パーソナル・インパクト 「印象」を演出する、最強のプレゼン術


あなたはまったく違う人間に見られている


まず、これだけは覚えておいてください。


あなたが心の中で思っている自分の姿と、あなたが周囲に与えている印象は、まったく違っている可能性が高いのです。ひとつ、具体的な例を挙げましょう。


英国ボーダフォン最高経営責任者(CEO)、ビットリオ・コラオ氏が私にトレーニングを依頼してきたのは、CEOに就任する前のことでした。

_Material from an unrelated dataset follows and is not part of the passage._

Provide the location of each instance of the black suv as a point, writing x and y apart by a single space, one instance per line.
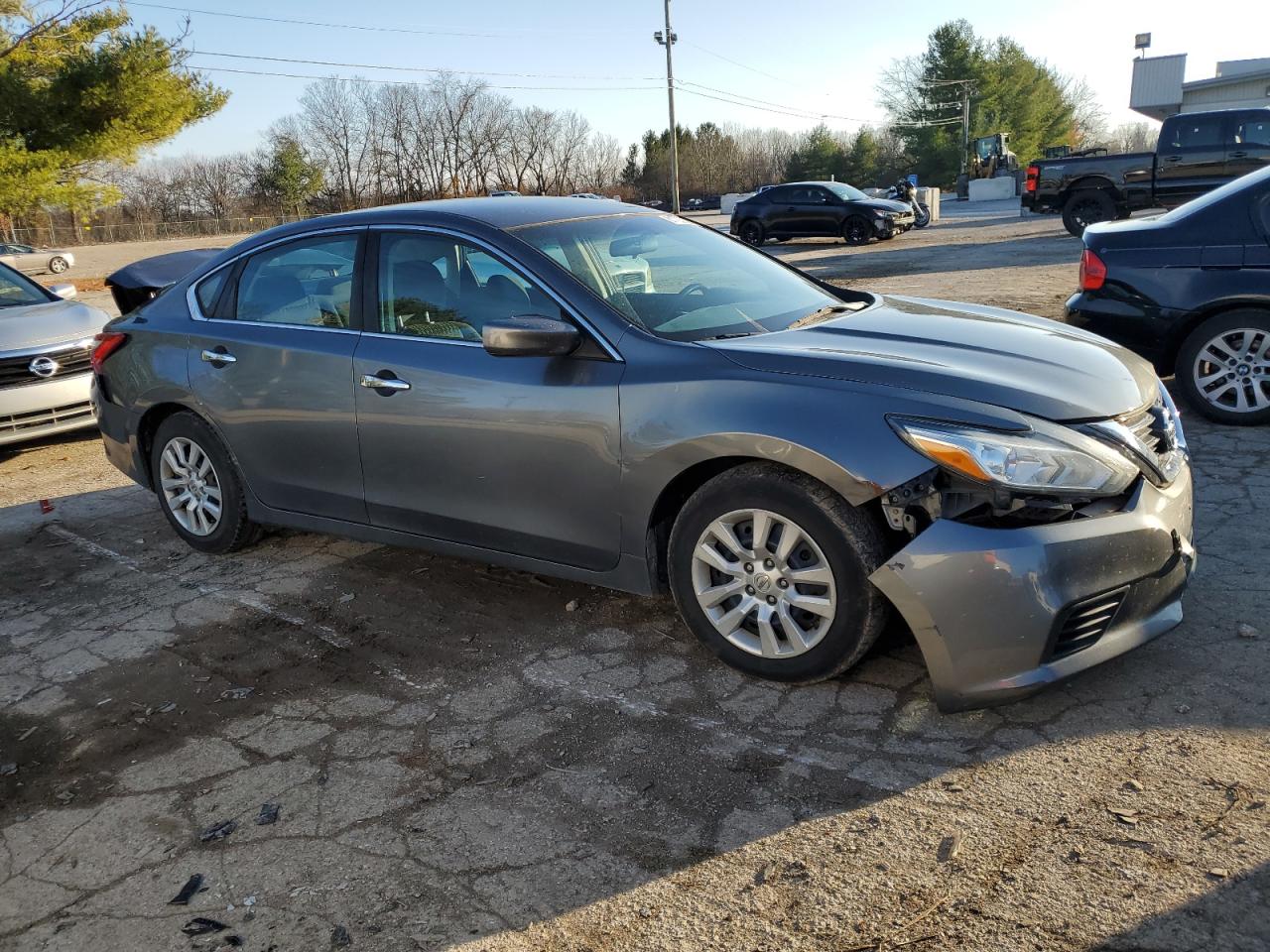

彼は自転車競技を趣味にしていて、山岳レースなどでまずまずの好成績を収めるなど、本格的にのめり込んでいました。


超一流のビジネスマンである彼の自転車レースに没頭する姿をカメラに収めようと、テレビクルーが密着取材をしていたときのことです。レース後のインタビューに答えたコラオ氏は、レースはとても気持ちよく走ることができたし、自分でも満足のいくタイムを出した。その喜びと満足感に満ちた現在の気持ちを、余すところなく視聴者に伝えられただろう、と、内心、非常に満足していたそうです。


ところが後日、親しい友人から「君のインタビューがユーチューブにアップされているよ」と言われて動画を観たコラオ氏は、愕然とします。ユーチューブには、彼がひそかに期待していたような、喜びを爆発させるエネルギッシュで魅力的な人物、など、どこにも見当たりませんでした。画面には、死んだ魚のような目をした冷酷そうな男の姿が映っていたのです。

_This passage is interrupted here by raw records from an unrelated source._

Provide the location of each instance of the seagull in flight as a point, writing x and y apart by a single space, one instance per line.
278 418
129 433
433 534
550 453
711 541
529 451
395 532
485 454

そのとき初めて彼は、自分が思い描く自分と、他者から見た自分がいかに違っているか、に、はっきりと気づきました。「今回のレース後のインタビューが特別なケースではない。毎日の生活の中でも同じように、他人には、自分の想像とはまったく違った人間に見えているのだ」と悟ったのです。

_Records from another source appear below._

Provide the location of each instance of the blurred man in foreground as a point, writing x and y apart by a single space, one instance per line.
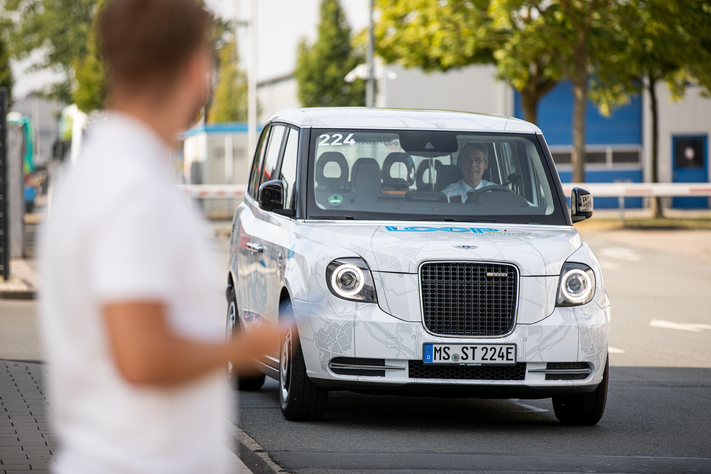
135 343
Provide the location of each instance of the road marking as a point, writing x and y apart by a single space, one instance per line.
531 407
621 253
691 327
609 265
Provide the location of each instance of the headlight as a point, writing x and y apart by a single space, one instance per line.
577 285
350 279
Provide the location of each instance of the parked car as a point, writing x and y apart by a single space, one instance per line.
417 252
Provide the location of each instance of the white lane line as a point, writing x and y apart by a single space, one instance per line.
621 253
691 327
531 407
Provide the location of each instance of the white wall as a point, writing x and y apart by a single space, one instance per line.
471 89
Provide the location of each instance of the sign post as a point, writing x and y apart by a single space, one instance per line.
4 188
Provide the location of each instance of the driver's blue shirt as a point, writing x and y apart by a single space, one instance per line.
460 188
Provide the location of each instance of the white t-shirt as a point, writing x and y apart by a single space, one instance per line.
119 231
461 188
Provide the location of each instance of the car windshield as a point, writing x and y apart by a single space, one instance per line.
430 175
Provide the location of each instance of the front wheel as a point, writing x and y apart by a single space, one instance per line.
300 399
233 328
583 409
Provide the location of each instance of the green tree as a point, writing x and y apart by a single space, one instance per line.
579 37
230 101
60 27
89 92
659 42
6 78
439 36
321 67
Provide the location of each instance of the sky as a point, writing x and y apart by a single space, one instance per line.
280 25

以後コラオ氏は、「自分が思っている自分のイメージと、他人が思っている自分のイメージを近づけるにはどうしたらいいか?」と考えるようになりました。それはコラオ氏が、今後ビジネスリーダーとしてさらにキャリアアップするうえで、必ず改善すべき事柄のひとつでもありました。そういう経緯があって、彼は私の指導を受けに訪れたのです。


あなたも、まずコラオ氏のように、自分が周囲に与えたい印象と、実際に与えている印象がどれだけ違うものか、ということに気づくことが大切です。


それこそが、この「パーソナル・インパクト」のトレーニングのスタートになると、私たちは考えています。